I get it; Scott is a Brit and likely not a fan of the French general and with Phoenix’s active collaboration was out to deflate the myth; would have thought with all the resources at his disposal the director might have made more effort to expand his subject — give us the scale and size of a leader who not only pulled a good chunk of the world to its knees but gave us the Napoleonic Code (the basis for the civil code in most countries of the world), developed a more centralized rationalized form of government, introduced higher education, established the study of Egyptology as we know it — and then cut him down to size.
Too ambitious? Stanley Kubrick might have pulled it off, and I don’t just mean his never-realized proposal; you see glimmers of what might have been in a number of his films, from the sumptuous costumes and candlelit interiors of his Barry Lyndon (adapting lenses commissioned by NASA to photograph the dark side of the moon) to the massive military formations that climaxed Spartacus (Roman ancestor to Napoleon’s battle squares) to the harrowing violence shot with magisterial authority in both Paths of Glory and Full Metal Jacket. Kubrick, no stranger to the marshaling of endless detail and vast resources, was perhaps the perfect filmmaker to realize the military genius onscreen — not as sure about Napoleon’s other accomplishments, but if anyone could do it Kubrick can.
But if we’re talking a Napoleon film that best approximates the prodigious nature of the man — that was already been done, back in 1927. Abel Gance’s Napoleon is as impressive as Scott’s for far less money, arguably as impressive as anything Kubrick has ever done. Gance begins his film with the boy in military school, engaged in a snowball fight. Napoleon at 12 years old leads his hopelessly outnumbered schoolmates in a pitched battle; they overwhelm their enemies through bravado and sheer ferocity. Gance matches the boy’s fervor with a barrage of effects, from wide landscapes to huge closeups, hurtling handheld footage, and (in the sequence climax) a series of cuts so swift and strobelike it sends your heart racing.
The snowball fight — which puts Scott’s entire war epic to shame — is merely the film’s amuse bouche. Gance proceeds to command his camera to do literally everything, from sitting astride a galloping horse to gliding over water (and sometimes underwater) to swinging like a pendulum over the French National Assembly, suggesting a political storm (which the director intercuts with Napoleon in a sailboat, negotiating a literal storm). Not content with shooting large arrays of soldiers he stretches the film frame itself, shooting not just with one camera but three, a prophecy of Cinemascope only more expressive (where Cinemascope usually projects a single image Gance would throw three, often tinted red, white, and blue [the colors of the French flag], often in violent counterpoint).
The film’s view of Napoleon may be even more simplistic than Scott’s — no English skepticism for this Frenchman — but one must remember Gance had originally proposed that this five-hour film be the first of six — a 30-hour epic, or more Napoleon than anything outside of a multivolume biography.
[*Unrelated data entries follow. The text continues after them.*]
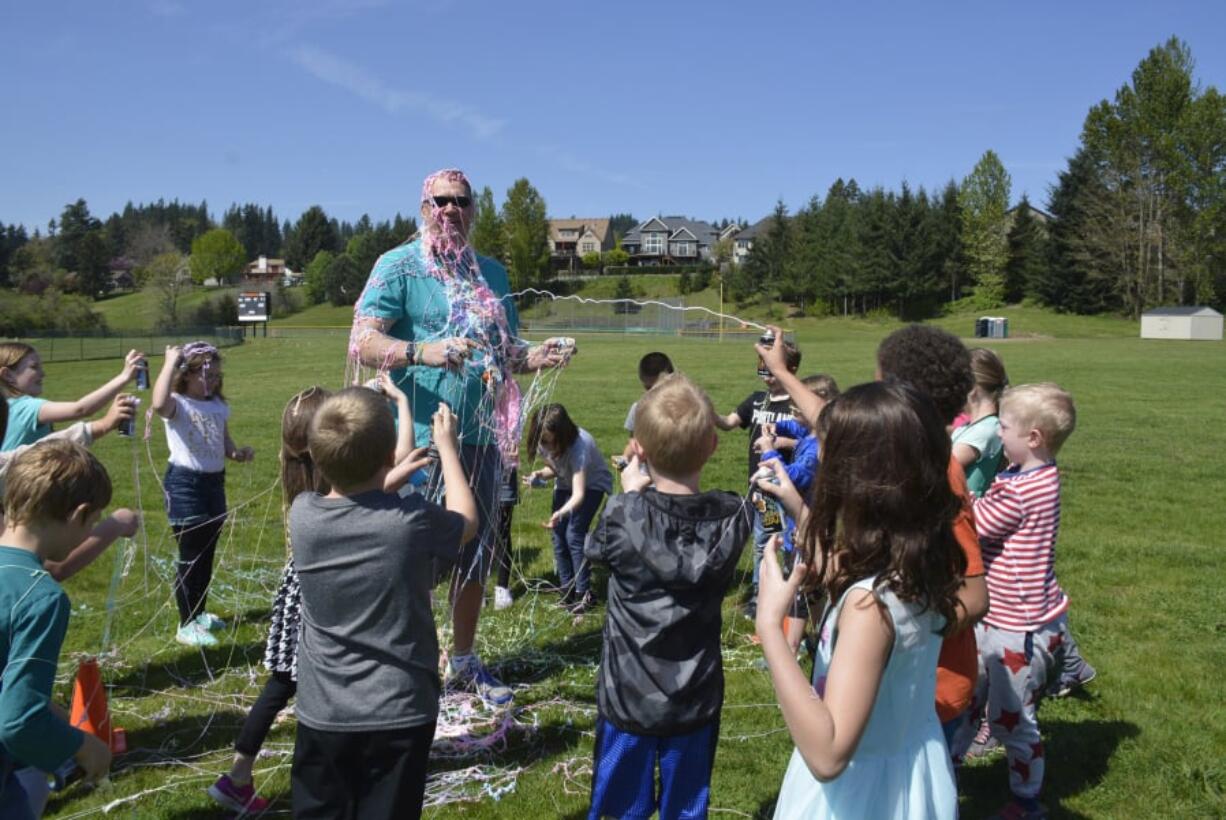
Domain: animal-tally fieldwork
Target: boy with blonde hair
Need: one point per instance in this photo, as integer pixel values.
(671, 550)
(54, 495)
(1021, 637)
(368, 655)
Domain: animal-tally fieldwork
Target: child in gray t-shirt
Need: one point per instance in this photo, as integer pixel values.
(368, 657)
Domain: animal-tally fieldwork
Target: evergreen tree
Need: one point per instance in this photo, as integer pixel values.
(947, 240)
(313, 232)
(878, 269)
(527, 234)
(1028, 253)
(769, 258)
(75, 223)
(806, 254)
(620, 224)
(983, 197)
(92, 264)
(216, 255)
(315, 276)
(837, 266)
(487, 235)
(343, 281)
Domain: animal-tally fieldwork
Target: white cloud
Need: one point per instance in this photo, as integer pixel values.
(361, 82)
(167, 7)
(571, 163)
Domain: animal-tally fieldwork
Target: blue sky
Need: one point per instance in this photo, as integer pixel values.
(704, 109)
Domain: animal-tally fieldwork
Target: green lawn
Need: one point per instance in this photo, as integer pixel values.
(1142, 555)
(139, 310)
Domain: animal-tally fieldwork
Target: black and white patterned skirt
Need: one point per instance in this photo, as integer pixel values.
(281, 651)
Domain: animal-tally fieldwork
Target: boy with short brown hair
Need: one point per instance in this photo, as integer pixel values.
(54, 495)
(368, 655)
(660, 687)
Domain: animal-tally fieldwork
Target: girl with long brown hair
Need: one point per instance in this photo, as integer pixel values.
(879, 541)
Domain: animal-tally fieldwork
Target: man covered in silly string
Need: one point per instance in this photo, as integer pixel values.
(437, 315)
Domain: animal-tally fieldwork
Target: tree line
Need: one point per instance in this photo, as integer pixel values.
(1137, 220)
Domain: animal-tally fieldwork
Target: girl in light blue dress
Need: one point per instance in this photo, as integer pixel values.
(878, 538)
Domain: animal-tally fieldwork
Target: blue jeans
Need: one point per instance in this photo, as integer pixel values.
(569, 536)
(760, 538)
(483, 467)
(193, 498)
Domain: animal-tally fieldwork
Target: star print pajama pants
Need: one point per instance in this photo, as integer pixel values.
(1015, 669)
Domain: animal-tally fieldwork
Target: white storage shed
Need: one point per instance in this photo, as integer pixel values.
(1182, 322)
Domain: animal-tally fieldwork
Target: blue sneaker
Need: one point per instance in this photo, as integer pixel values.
(472, 675)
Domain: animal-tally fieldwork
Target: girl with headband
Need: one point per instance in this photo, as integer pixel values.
(188, 396)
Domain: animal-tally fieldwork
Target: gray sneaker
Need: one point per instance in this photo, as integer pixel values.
(1069, 684)
(472, 675)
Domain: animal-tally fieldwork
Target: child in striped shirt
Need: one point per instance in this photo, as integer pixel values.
(1021, 639)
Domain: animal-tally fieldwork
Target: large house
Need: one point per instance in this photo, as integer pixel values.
(670, 240)
(270, 270)
(743, 240)
(570, 239)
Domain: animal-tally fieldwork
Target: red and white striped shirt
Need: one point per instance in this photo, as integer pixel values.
(1018, 520)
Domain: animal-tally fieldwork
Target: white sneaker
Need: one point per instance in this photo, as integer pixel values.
(193, 634)
(210, 622)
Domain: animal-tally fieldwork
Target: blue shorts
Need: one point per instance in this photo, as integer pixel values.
(193, 498)
(624, 772)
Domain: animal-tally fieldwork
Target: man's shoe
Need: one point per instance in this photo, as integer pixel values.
(210, 622)
(472, 675)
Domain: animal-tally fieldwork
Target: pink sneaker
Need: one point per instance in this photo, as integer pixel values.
(238, 798)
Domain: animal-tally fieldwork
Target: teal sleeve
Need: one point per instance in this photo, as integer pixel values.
(28, 729)
(384, 296)
(23, 425)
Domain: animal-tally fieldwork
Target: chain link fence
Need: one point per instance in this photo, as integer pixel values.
(79, 346)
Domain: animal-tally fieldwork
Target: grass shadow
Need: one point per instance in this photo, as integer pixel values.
(193, 667)
(1079, 758)
(540, 662)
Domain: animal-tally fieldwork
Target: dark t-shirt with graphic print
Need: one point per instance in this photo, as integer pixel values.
(671, 560)
(761, 408)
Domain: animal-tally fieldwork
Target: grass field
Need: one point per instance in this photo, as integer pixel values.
(1142, 555)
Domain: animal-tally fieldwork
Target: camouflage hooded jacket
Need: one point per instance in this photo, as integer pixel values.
(671, 559)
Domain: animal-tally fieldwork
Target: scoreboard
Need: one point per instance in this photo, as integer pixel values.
(254, 305)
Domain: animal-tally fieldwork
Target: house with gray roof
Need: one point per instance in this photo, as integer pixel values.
(671, 240)
(1188, 322)
(743, 242)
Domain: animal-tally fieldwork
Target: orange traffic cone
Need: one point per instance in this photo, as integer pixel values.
(90, 710)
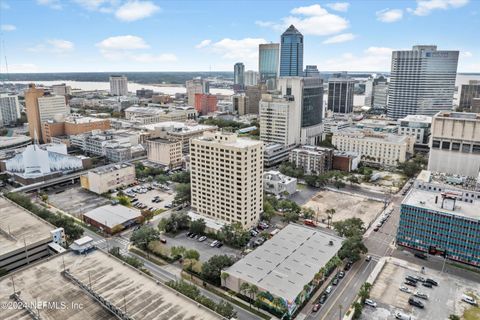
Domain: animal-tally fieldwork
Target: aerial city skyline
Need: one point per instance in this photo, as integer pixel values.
(301, 177)
(341, 36)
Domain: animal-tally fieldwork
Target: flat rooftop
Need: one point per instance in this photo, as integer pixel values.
(426, 199)
(21, 225)
(111, 168)
(109, 277)
(111, 216)
(284, 264)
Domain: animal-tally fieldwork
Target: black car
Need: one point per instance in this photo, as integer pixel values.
(431, 281)
(322, 299)
(415, 302)
(420, 255)
(411, 283)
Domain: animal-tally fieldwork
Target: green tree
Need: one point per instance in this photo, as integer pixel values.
(349, 227)
(143, 236)
(182, 193)
(352, 248)
(308, 213)
(191, 254)
(198, 226)
(212, 268)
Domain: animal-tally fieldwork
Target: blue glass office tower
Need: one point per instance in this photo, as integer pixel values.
(291, 53)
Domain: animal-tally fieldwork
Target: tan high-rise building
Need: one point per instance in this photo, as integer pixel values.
(41, 107)
(226, 178)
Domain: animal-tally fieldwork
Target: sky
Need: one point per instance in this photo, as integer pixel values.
(148, 35)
Did Gance mean to insert darker threads in later installments? He certainly had the room.
Meanwhile we have Scott’s production which, for all its budget and historical revisionism, is a markedly timid effort, untouched by the taint of either genius or madness. Gance’s super-production is presently unavailable for streaming but folks are reportedly working on a seven-hour restoration, to be projected on a properly big screen. If I’m going to hold my breath for anything I’d hold it for that.